А Джаянт, которому о ту пору было лет десять, тем временем разбирал в туалете пол. И, дождавшись, когда громила, скрипя зубами, жуя пену, уселся напротив двери, распахнул ее, балансируя на боковой жердочке.
Вождь с ревом прыгнул, а Джаянт, уворачиваясь, потерял равновесье, и оба ухнули в этот вязкий омут. И, задыхаясь, дубасили по нему, выбираясь, карабкаясь друг на друга. И, обессилев, слипшись, выпростались наружу – щекой к щеке.
И, расплющив глаза, вдохнули и в ужасе отпрянули друг от друга.
Раскланялись молча, без слов, и разошлись, не оглядываясь – каждый в свою семью. Вождь после этого случая эмигрировал. Джаянт поступил в
Академию Йоги.
Возмужав, он открыл свое дело, начав с торговли всяческой мелочью, и этим уже одной ногой соскользнул на две ступени вниз от наследственной линии брахманов (для того чтобы связь действительно прервалась, нужно, чтобы будущий отпрыск Джаянта приставил на это поле и вторую ногу).

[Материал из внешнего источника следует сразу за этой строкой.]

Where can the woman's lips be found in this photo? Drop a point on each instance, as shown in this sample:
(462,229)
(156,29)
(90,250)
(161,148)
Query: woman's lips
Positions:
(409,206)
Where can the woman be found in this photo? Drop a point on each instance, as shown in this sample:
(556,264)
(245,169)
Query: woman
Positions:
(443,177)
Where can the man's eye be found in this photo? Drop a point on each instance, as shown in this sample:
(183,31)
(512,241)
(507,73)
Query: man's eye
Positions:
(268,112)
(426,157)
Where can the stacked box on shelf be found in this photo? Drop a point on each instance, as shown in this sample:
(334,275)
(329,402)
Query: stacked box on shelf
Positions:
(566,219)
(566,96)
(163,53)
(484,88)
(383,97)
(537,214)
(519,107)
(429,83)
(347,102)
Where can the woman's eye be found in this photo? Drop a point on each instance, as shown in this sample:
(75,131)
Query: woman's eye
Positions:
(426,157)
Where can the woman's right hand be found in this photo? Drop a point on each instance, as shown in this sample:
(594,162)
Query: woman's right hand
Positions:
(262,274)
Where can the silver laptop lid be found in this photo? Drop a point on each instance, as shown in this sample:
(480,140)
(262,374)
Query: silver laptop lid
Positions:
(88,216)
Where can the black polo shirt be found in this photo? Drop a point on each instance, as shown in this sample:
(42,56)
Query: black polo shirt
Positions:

Дело шло в горку, и через какое-то время он уже раскачивался в шезлонге, укрытый пледом, в саду у небедной австрийской вдовы, поглядывая на альпийский закат и прицениваясь к расширению бизнеса.
Тяжело, как и все его соотечественники, перенеся эту болезнь, он, вернувшись, быстро избавился от ее последствий. Хотя и не ото всех.
Открыл магазин с кондиционером и темными витринами, где рядом с цейсовскими биноклями лежали маленькие аккуратные пачки местных травных сигарет без никотина и табака: Нирдош, дхупман – реальное курево.
Одну из этих пачек купил и я. Помимо прочего на ней было написано: что за блаженство на вас нисходит – дхупман! – для здоровья, счастья и творческого просветленья сознания. И никаких наркотиков, – девять лечебных травок, завернутых в лист десятой.
В последние пару лет бизнес его все более смещался в сторону туризма
– услуги и аксессуары, а после свадьбы, с приданым невесты, он принялся за расширение дома до дворцового пансиона.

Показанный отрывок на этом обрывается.